Shandobil Communications will help you develop the skills, techniques and strategies needed to approach media encounters with confidence. Most importantly, we will increase your chances of getting the headlines and the quotes you want.
We tailor our training sessions to each client’s individual needs. Before training begins, we learn our clients’ issues and assess their needs. No two programs are exactly alike.
But most of our training sessions incorporate many of these components:
WHAT YOU WILL LEARN
- Anticipate reporter’s questions: prepare answers and potent quotes.
- Handle tough questions: learn how to bridge to topics you feel more comfortable talking about.
- Communicate complex issues in TV sound bite time: the average sound bite is now 8 seconds or less. Most newspaper quotes are a sentence or two.
- Narrow your focus so reporters will cover what is important to you.
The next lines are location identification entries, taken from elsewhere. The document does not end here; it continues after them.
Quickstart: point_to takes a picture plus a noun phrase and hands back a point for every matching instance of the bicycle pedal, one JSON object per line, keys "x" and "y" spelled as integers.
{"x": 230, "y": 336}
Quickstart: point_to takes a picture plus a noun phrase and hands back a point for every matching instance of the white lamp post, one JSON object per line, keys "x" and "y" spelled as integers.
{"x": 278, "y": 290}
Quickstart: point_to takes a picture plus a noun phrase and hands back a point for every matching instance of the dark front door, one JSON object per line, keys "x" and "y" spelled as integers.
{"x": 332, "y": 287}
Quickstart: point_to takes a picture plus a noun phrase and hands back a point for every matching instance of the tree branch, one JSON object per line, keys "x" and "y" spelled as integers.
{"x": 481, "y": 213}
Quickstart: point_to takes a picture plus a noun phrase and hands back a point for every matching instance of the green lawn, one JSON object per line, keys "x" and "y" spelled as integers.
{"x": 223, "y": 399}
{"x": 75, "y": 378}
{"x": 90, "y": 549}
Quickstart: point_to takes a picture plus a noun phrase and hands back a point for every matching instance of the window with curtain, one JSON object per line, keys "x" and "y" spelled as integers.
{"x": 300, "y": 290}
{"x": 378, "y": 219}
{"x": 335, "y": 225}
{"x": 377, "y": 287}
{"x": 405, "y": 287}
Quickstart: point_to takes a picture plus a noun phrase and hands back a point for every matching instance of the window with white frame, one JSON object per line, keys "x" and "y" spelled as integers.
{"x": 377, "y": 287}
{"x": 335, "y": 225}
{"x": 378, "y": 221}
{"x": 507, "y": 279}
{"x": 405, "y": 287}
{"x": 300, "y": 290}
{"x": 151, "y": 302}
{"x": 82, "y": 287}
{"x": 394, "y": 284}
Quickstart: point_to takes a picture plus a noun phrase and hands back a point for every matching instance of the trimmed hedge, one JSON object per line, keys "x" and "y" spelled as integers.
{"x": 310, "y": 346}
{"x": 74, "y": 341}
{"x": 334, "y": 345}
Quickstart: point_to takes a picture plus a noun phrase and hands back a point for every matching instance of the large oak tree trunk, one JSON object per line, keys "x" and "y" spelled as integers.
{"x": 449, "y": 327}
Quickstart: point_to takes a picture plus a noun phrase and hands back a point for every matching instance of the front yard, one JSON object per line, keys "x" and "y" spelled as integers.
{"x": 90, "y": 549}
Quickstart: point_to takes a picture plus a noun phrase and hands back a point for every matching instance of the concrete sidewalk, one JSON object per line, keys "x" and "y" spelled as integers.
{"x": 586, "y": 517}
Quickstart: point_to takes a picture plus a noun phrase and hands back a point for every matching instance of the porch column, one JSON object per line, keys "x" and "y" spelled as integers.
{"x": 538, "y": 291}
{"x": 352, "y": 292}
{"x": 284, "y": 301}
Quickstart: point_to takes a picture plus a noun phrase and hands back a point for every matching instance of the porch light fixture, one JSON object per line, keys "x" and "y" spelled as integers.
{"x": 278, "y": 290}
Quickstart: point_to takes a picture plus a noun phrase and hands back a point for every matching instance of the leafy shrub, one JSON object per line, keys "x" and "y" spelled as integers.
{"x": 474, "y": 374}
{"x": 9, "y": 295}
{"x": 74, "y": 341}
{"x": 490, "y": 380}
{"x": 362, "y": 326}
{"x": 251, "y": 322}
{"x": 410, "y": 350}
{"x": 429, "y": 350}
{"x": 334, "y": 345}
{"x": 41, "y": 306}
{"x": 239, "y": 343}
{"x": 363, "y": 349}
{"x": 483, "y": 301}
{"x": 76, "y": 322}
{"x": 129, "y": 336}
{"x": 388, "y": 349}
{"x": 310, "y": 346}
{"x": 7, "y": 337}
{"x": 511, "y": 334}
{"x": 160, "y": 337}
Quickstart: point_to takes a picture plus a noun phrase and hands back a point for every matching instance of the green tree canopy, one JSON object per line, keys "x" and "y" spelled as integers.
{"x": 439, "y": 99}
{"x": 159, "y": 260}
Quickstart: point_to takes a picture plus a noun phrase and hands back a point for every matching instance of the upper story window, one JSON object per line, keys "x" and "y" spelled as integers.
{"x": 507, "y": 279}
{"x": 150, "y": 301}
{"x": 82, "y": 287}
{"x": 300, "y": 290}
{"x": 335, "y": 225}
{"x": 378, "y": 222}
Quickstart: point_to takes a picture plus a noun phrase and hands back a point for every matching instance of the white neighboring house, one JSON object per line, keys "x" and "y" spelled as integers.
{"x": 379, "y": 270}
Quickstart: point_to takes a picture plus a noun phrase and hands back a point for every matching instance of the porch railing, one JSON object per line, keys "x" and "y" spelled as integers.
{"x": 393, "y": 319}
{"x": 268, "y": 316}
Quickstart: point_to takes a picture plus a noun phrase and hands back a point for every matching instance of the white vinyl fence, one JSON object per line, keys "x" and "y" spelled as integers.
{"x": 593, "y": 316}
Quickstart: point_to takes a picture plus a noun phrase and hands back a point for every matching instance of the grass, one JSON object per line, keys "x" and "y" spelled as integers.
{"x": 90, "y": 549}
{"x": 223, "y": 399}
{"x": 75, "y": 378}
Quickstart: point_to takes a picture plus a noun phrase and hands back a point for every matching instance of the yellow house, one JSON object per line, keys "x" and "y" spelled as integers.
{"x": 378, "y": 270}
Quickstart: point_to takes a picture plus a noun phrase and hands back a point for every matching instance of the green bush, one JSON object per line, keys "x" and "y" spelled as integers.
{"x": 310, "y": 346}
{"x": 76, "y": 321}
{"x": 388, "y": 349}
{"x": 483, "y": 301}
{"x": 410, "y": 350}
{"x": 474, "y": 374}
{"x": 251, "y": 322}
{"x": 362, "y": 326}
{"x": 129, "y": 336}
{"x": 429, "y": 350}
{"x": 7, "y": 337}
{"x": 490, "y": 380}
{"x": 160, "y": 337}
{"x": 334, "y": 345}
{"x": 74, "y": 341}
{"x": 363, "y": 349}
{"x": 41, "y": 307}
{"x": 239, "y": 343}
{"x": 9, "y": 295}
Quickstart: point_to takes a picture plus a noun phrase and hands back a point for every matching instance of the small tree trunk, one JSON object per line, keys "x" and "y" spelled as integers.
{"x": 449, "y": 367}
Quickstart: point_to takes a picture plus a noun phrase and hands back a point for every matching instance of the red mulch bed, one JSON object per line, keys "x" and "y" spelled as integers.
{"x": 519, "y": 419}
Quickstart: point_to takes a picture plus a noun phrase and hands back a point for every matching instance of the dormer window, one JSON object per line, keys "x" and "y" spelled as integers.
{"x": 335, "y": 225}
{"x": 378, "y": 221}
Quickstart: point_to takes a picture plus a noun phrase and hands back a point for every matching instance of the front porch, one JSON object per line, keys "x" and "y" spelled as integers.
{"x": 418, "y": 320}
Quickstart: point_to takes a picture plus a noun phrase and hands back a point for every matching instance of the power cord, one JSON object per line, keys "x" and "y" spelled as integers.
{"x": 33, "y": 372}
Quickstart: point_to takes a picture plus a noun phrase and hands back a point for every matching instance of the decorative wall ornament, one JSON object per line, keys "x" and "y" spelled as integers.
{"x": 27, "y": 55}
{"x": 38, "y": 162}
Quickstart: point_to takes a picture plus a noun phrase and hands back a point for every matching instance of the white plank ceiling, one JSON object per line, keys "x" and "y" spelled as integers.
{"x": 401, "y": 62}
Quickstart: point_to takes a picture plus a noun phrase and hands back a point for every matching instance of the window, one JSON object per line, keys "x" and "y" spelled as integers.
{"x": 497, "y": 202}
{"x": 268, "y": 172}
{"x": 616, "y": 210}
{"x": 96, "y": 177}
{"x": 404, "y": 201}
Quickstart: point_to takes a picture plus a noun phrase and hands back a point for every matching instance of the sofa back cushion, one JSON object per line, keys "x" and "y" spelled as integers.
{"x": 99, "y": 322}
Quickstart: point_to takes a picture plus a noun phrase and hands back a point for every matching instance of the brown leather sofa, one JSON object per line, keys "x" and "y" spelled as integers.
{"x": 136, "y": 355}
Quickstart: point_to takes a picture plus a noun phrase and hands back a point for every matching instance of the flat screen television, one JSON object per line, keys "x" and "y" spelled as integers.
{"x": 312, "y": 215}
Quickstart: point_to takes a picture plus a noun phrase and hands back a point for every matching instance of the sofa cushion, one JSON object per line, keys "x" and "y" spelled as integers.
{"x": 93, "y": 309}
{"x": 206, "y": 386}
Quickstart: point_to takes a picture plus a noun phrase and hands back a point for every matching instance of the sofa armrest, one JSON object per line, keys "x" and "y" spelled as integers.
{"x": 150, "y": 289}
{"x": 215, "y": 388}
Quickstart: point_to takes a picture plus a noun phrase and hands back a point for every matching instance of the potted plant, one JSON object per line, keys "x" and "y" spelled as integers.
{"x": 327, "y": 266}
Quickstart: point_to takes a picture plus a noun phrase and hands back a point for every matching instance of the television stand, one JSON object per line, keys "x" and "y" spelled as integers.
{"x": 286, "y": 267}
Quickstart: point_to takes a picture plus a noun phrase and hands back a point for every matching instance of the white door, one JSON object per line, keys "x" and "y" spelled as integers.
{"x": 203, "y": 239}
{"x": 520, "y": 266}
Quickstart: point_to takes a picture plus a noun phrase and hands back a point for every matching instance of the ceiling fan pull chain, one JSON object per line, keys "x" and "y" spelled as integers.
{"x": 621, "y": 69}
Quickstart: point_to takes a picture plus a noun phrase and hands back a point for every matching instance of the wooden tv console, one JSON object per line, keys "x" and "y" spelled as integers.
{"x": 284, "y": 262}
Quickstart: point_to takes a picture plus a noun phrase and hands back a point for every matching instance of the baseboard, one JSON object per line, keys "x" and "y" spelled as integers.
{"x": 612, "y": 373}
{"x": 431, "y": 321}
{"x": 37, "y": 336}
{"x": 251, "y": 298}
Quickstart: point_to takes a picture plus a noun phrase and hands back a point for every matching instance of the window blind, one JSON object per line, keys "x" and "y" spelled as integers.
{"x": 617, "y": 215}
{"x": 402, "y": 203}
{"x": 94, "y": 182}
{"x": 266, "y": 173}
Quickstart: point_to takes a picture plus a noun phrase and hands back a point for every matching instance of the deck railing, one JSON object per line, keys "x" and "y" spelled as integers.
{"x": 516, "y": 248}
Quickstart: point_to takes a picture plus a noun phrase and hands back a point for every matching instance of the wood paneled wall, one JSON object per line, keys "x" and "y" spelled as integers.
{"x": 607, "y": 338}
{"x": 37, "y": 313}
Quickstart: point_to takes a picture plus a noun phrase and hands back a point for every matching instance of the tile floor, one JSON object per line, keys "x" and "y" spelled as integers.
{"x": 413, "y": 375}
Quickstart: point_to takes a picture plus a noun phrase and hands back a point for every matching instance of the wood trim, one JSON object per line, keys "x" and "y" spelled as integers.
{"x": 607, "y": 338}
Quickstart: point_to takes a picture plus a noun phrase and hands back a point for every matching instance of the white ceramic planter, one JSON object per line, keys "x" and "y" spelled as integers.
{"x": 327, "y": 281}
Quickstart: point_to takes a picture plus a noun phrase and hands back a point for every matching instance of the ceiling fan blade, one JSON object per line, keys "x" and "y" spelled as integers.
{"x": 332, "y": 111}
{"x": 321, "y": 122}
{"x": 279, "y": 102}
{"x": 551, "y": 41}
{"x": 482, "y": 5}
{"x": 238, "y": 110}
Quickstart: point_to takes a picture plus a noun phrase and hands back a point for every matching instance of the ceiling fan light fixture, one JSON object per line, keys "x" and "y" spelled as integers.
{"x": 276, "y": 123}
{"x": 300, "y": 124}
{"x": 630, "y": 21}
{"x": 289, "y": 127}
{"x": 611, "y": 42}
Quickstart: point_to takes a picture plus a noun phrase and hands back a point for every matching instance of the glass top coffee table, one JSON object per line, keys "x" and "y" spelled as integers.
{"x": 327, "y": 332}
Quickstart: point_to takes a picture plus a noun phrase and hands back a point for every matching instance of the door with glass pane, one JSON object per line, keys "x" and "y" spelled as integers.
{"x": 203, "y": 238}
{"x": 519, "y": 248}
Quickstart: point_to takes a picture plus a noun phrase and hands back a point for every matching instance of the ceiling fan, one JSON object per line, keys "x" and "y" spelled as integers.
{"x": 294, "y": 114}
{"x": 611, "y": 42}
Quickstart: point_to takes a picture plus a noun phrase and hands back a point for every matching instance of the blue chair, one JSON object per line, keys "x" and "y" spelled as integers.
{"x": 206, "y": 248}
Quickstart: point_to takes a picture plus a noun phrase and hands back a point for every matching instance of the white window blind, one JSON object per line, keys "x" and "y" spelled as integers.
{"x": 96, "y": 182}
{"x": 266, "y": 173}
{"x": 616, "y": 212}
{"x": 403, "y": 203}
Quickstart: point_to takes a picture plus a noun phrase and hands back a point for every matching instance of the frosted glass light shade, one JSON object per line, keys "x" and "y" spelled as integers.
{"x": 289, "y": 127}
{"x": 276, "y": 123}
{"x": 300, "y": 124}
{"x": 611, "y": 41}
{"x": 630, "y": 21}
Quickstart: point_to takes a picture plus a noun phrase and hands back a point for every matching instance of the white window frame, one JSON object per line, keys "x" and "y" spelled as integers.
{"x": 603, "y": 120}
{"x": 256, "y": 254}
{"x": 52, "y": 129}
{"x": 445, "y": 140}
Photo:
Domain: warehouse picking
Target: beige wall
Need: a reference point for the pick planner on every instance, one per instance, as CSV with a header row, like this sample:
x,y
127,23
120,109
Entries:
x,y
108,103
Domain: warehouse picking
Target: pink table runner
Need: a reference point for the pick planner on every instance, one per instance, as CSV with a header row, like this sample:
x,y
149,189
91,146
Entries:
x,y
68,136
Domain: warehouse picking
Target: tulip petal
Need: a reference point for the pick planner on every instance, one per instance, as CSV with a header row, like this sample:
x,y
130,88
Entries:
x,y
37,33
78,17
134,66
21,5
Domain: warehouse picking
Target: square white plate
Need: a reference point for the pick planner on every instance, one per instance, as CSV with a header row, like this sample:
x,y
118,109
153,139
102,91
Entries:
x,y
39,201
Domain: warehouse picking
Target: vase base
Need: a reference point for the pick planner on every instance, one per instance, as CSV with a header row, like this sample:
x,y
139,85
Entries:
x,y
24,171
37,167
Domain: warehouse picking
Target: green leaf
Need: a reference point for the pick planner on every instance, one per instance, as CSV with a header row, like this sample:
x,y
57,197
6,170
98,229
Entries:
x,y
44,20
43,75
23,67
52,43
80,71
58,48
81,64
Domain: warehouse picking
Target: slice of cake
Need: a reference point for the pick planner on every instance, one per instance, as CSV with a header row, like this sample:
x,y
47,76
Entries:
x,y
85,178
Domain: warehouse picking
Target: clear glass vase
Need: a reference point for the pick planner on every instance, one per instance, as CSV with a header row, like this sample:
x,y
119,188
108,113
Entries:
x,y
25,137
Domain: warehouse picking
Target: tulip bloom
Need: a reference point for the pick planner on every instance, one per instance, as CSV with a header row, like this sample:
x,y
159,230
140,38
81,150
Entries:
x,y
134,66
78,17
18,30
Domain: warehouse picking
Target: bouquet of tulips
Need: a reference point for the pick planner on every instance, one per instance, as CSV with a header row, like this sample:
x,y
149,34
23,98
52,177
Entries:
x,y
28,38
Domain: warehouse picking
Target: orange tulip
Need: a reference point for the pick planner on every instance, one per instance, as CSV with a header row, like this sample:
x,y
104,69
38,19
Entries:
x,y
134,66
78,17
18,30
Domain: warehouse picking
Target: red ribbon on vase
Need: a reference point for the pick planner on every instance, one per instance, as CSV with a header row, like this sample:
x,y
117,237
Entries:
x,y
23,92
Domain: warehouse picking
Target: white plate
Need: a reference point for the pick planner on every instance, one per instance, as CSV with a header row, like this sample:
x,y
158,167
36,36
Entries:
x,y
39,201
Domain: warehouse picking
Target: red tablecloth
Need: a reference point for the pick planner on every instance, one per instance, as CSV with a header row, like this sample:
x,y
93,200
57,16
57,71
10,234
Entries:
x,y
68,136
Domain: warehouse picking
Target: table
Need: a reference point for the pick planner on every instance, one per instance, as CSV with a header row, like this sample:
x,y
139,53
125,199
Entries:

A shotgun approach to interviews decreases your chances of being quoted favorably.
- Analogies and other linguistic tools make complex concepts or arguments easy for viewers and readers to understand.
- How the media works: knowing how to help reporters meet deadlines increases the odds of getting quoted favorably.
- Alternatives to saying “no comment” and how to handle “ambush” interviews.
- What not to say: don’t repeat a negative, resist going off the record etc.
- Appearance: how to relax, how to look and sound good on camera, proper body language.
- Different interview formats, different approaches: taped interviews, live interviews, phone interviews, satellite, press conferences etc.
- Blogs, YouTube, Facebook and Twitter: the role they play in news coverage.
- Videotaped on-camera training sessions to build your comfort level.
- On-camera drills on the topics and issues you expect to confront.
- Handouts with reminders about key lesson points.
- Tutorials with video clips demonstrating do’s and don’ts.
- In addition to Randy Shandobil leading the drills, other veteran reporters can be brought in to simulate high-pressure, multi-reporter press conference scenarios.
- The other reporters at the sessions will write and deliver non-published news stories based on the interview drills, so that the client can see how they would have been quoted.
- Telephone refreshers: call us prior to your next scheduled interview.
Remember: the cameras and microphones are always on, even when you think they are not.